In an ad for Xerox copiers, a monk miraculously made multiple copies of a rare manuscript faster than his superior imagined possible. The contrast between the ancient manuscript and the modern copies underlined our contentions that advertisers venerate newness and change and that they are committed to the sale of large quantities of mass-produced, identical products.
Before the advent of the printing press and its cousin the photocopying machine, monks and others copied books by hand. Treasured texts were beautifully written and ornamented by gold or illuminated letters, borders, and delicate illustrations. The process took years, but the result was often a magnificent work of art. Each manuscript was unique. Because the manuscripts were usually sacred texts, the monk's work was a labor of love and service to God. The painstaking labor of such monks made possible the transmission of learning during the Dark Ages; many classic texts survived because they were copied and hidden in cloisters. The monk, laboring by candlelight, quill in hand, evokes images of the quality and artistic value of the hand-lettered manuscript.
The ad for Xerox copiers would have us believe that the copier increased the speed with which the monk could produce manuscripts but did not diminish their quality. In place of a unique product, we now have a Tag Heuer Carrera Replica standardized product in as many units as we want. But the copier cannot produce the gold leaf of the original, the colors of the illuminated letters, or the intricate patterns drawn into the margins.

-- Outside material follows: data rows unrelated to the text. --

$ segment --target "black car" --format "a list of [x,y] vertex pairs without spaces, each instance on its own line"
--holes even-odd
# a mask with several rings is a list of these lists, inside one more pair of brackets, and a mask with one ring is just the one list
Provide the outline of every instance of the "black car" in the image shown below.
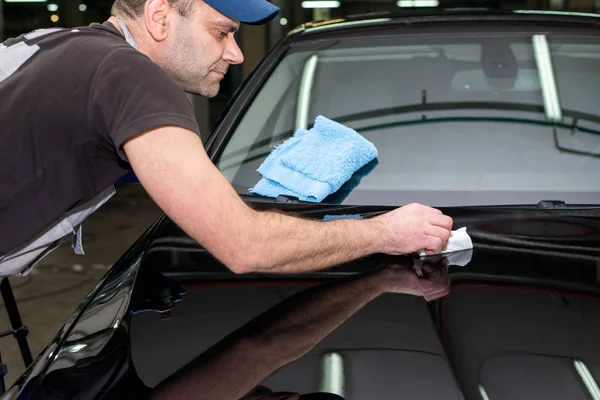
[[[296,29],[207,143],[238,193],[314,219],[419,202],[473,249],[236,275],[163,216],[2,398],[600,399],[599,71],[594,15]],[[318,115],[378,158],[321,203],[250,193]]]

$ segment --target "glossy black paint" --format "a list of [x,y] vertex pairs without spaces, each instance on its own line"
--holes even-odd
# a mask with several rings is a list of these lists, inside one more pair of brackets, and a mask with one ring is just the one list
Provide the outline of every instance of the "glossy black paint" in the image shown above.
[[[272,206],[269,203],[255,204],[257,208]],[[304,204],[288,204],[279,208],[313,218],[322,217],[332,211],[329,207]],[[346,214],[348,210],[342,208],[338,211]],[[351,211],[369,215],[383,210],[374,212],[368,207],[356,207]],[[583,296],[596,307],[597,316],[600,310],[599,209],[486,208],[444,211],[454,218],[456,227],[467,226],[474,241],[474,251],[467,266],[449,268],[450,295],[427,303],[428,309],[433,310],[430,311],[430,316],[431,320],[435,321],[434,332],[439,335],[440,341],[447,340],[444,336],[444,329],[447,327],[442,321],[443,313],[439,310],[443,307],[456,307],[453,303],[455,291],[461,295],[471,295],[465,288],[475,288],[490,296],[495,292],[501,294],[503,291],[539,293],[543,298],[562,296],[565,299],[576,299]],[[569,229],[564,229],[565,225]],[[555,230],[555,227],[558,229]],[[175,369],[174,364],[181,363],[182,354],[179,353],[181,343],[176,344],[177,340],[174,337],[180,335],[182,342],[186,343],[187,354],[184,358],[206,350],[189,348],[193,346],[193,341],[189,342],[189,330],[184,329],[177,333],[177,326],[169,327],[170,314],[184,306],[190,293],[201,293],[203,288],[210,287],[211,284],[227,287],[227,296],[231,296],[232,290],[236,290],[236,286],[231,286],[232,284],[239,285],[239,290],[260,290],[265,285],[284,288],[294,285],[302,290],[314,284],[326,284],[364,274],[382,264],[396,263],[399,260],[412,262],[407,257],[374,255],[324,272],[300,276],[234,275],[209,253],[194,244],[170,220],[162,218],[115,264],[106,278],[74,313],[54,342],[38,357],[5,398],[109,399],[135,398],[137,395],[144,398],[147,390],[137,371],[141,368],[146,380],[155,384],[157,382],[153,380],[164,379],[165,372]],[[416,297],[411,301],[417,301],[419,307],[426,304]],[[498,301],[501,302],[501,297]],[[496,304],[495,300],[490,304]],[[385,315],[385,307],[375,310]],[[186,312],[193,314],[193,310],[189,308]],[[157,317],[152,319],[149,326],[144,326],[144,321],[150,321],[149,318],[152,318],[147,317],[148,314],[155,314]],[[518,313],[515,315],[518,317]],[[192,315],[189,317],[197,318]],[[185,320],[188,316],[185,313],[178,314],[178,319],[182,318]],[[177,361],[163,358],[162,365],[156,365],[156,362],[140,362],[136,371],[131,356],[131,346],[136,346],[130,335],[132,321],[134,325],[138,324],[136,340],[139,340],[139,332],[145,332],[150,337],[149,340],[157,340],[154,335],[158,332],[154,328],[157,323],[163,324],[163,330],[159,331],[159,337],[162,338],[160,346],[164,347],[165,353],[172,353]],[[352,319],[348,320],[349,323],[351,321]],[[521,322],[525,325],[528,323]],[[410,324],[410,321],[406,323]],[[445,324],[448,325],[448,322]],[[418,328],[414,327],[417,330]],[[532,326],[533,330],[534,328]],[[460,327],[453,325],[453,329],[460,330]],[[581,336],[597,337],[600,333],[597,330],[586,329],[575,332],[580,336],[579,339]],[[220,332],[223,336],[229,333]],[[431,335],[431,332],[423,334]],[[378,348],[380,343],[376,339],[377,337],[368,344]],[[572,339],[577,340],[575,337]],[[196,341],[202,342],[197,336]],[[439,353],[440,356],[446,357],[443,350]],[[585,353],[579,352],[575,355],[586,358]],[[594,357],[598,355],[592,354]],[[458,358],[460,356],[455,355]],[[149,358],[152,359],[153,356],[150,355]],[[593,361],[597,362],[598,359],[594,358]],[[597,373],[600,364],[590,365]],[[149,370],[154,372],[148,372]],[[468,381],[469,376],[464,379]],[[451,383],[448,382],[446,383]],[[473,397],[467,395],[469,391]],[[463,394],[467,395],[466,398],[476,398],[477,395],[469,386],[463,388]]]
[[[527,14],[401,17],[390,24],[458,23],[460,28],[465,20],[482,18],[597,25],[591,17]],[[210,139],[213,159],[262,76],[290,43],[326,34],[307,28],[274,49],[238,93]],[[316,219],[328,214],[368,218],[390,209],[244,199],[256,209]],[[600,208],[443,211],[453,217],[455,229],[467,227],[474,242],[464,267],[446,270],[443,259],[431,260],[449,294],[430,302],[405,294],[377,296],[325,340],[312,343],[305,356],[273,369],[266,384],[305,395],[317,391],[320,364],[315,363],[336,355],[346,363],[348,399],[478,399],[482,390],[490,398],[586,398],[569,363],[584,363],[600,381]],[[389,265],[410,270],[414,262],[373,255],[310,274],[234,275],[163,216],[84,299],[3,399],[147,398],[148,387],[270,307],[309,288],[326,291]],[[531,383],[532,377],[542,383]],[[559,382],[563,378],[566,383]],[[527,379],[529,386],[523,383]]]

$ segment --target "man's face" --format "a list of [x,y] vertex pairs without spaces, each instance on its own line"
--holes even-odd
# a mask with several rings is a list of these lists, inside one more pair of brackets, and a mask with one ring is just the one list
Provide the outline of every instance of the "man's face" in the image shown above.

The copier can produce a readable copy of the text itself. Is this better? The ad implied that it is. By the end of the ad, the monk was no longer hand-copying manuscripts. Xerox copiers had made the monk who could produce a beautiful manuscript obsolete. The subtext of this ad told us that new are better than old, change brings improvement, uniqueness is neither necessary nor desirable, faster and more are better. Here, as in the ad for Country Time, the commercial identified the product with the kind of quality that you and I have not experienced directly. Such quality presumably existed only in the distant past.
Because our memory of the distant past is based on historical reconstruction, we have no primary experience with which to test claims about it. Yet the distant past is the source of powerful and evocative symbols. Advertisers cannibalize the past to link their products with those symbols. In the process, they desacralize the sacred and trivialize the historically significant.